Planning. Have you ever set a goal without a plan to achieve it? That is Shiny Object Syndrome.
It’s the dopamine hit of establishing an ambitious goal that makes shiny objects so shiny. They sound good, and they feel good. We can see them accomplished, and we give ourselves a little dopamine reward for thinking it could be a reality.
However, without a plan, shiny objects are just unaccomplished ideas, a graveyard of good intentions. At MCFA, we are in the planning business, and we set quarterly goals that are little projects. Each of those projects has a plan with milestones and “to be accomplished by” dates.
These milestones allow us to maintain accountability to ourselves, our team and our plan! The most important part of the plan is resourcing because time is usually the biggest hurdle to accomplishing the goal.

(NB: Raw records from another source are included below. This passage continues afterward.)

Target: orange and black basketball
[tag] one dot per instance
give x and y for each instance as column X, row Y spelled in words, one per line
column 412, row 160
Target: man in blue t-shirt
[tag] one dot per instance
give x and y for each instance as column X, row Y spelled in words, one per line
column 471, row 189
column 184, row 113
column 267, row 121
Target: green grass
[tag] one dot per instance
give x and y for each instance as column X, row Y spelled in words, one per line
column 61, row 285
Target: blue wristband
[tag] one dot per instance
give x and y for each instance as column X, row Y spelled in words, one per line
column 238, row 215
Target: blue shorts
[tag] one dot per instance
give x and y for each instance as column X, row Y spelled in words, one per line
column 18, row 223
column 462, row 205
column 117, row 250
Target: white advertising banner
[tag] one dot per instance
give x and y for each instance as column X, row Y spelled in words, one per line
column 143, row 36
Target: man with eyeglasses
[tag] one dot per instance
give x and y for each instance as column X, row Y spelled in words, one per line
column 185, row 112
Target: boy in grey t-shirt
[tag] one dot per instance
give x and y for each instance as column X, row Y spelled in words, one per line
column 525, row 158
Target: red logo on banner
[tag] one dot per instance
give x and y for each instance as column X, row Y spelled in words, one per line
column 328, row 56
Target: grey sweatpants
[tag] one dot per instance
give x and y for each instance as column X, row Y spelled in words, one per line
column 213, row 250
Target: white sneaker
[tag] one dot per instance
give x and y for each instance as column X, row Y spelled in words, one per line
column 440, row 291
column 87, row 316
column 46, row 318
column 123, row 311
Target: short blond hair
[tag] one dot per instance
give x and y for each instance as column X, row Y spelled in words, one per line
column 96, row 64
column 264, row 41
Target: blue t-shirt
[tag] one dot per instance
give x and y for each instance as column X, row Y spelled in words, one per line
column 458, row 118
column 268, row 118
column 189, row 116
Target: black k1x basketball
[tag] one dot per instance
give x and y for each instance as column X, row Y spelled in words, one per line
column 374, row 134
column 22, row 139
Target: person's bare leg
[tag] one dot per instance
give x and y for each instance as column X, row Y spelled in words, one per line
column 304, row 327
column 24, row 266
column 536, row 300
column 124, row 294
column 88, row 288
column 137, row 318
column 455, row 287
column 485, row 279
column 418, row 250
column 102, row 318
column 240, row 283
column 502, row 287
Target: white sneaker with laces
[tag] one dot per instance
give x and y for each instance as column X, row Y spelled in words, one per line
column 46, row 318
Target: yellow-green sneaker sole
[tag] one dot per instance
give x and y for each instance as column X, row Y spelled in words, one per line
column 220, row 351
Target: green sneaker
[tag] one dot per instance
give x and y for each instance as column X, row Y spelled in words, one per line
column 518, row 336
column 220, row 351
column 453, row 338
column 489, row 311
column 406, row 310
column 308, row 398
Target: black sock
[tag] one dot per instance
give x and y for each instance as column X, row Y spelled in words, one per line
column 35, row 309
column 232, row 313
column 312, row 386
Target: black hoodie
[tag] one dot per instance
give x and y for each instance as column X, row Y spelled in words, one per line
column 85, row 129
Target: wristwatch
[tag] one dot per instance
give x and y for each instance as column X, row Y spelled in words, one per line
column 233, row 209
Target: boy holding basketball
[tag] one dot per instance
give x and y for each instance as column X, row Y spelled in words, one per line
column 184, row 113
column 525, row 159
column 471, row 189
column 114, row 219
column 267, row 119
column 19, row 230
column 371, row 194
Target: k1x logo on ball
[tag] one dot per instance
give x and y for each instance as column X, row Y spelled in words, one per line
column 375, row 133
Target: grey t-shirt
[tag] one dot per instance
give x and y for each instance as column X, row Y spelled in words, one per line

Planning forces us to sort through the shiny objects and find how much it will cost in time, money or support.
Planning is a reality check. It’s the HOW?
Accountability. If the NFL didn’t have a scoreboard, we wouldn’t know who was winning. We need a scoreboard in the game of business, fitness, personal finance, project development, etc. It lets us know whether we are winning or losing or are on track or off-track (that was for our transportation partners!).
Whether it’s at home with your kids or at work with your project team, having a way of giving feedback leads to a higher level of accountability. Just the act of telling someone you want to accomplish something and allowing them to ask about it is a form of accountability. By the way, did you go to the gym today?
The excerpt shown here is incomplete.